Эстер привезла девочкам подарки. Да это Тиффани, как мне кажется. Для Шарли брошь, которую она будет хранить с остальными своими сокровищами, а для Нэтти золотые часики, которые она заложит, как только взгляд ее упадет на вывеску ломбарда. Они разговаривают, будто меня здесь нет. Эстер рассказывает им о своем отеле, о своей художественной галерее, своих магазинах, о своей собственности, об одних делах, других делах. Хорошенькая головка Нэтти потяжелела от героина — это заметно, — но Шарли продолжает кивать и ухитряется задавать вопросы и болтать со своей теткой-мумией. Со своей размалеванной теткой.

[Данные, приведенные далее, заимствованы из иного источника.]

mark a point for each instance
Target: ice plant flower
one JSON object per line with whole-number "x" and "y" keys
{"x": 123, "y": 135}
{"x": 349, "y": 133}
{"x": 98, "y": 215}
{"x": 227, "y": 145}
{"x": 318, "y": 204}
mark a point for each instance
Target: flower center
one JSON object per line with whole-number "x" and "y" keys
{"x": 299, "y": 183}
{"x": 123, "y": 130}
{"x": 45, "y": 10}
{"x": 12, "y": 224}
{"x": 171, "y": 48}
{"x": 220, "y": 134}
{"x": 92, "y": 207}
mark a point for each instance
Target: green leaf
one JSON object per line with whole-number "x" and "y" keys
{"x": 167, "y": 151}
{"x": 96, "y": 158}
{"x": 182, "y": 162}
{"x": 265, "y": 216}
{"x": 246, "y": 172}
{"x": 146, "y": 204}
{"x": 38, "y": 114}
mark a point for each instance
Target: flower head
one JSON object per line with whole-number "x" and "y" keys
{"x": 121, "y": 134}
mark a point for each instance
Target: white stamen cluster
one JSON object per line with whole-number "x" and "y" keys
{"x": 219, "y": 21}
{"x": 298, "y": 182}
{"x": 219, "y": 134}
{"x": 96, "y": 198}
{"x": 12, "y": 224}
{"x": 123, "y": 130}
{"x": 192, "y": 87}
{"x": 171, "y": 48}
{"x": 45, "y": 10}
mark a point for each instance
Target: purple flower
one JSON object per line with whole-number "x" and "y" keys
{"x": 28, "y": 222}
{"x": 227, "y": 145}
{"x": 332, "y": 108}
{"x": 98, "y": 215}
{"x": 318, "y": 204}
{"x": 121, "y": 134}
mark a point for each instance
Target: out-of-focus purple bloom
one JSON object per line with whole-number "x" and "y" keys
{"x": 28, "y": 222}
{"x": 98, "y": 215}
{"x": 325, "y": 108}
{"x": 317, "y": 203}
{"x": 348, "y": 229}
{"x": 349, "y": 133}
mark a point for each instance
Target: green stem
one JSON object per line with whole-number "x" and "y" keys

Я надеялась, что вид Эстер пробудит во мне поток воспоминаний. Я хотела — бог знает почему — снова окунуться в детство. Хотела вызвать в памяти заросли сассапарили, кукол-голышей, бейсбол, джиттербаг, креплах, пятицентовики и кабриолет на четверых с дурацкой бахромой наверху. Я хотела, чтобы мы припомнили, в какой последовательности сменялись дома и квартиры, где мы росли, всех друзей, которые когда — либо у нас были, и все их выходки. Я хотела вернуться в то время, когда мы с Эстер любили друг друга больше всего на свете, а боялись только своих бедных, грустных, перепуганных родителей. Я хотела перелистать страницы школьного альбома вместе с Эстер (Выпуск 1935 года — «Профессиональный нюх — вот чем гордится мир»), вернуться в счастливые времена. Сейчас, когда я смотрю на нее, мне вспоминаются только «Мощи» Донна, но, несмотря на то, что дорогие часы едва держатся на ее запястье скелета, она собирается жить, тогда как я определенно собираюсь умереть.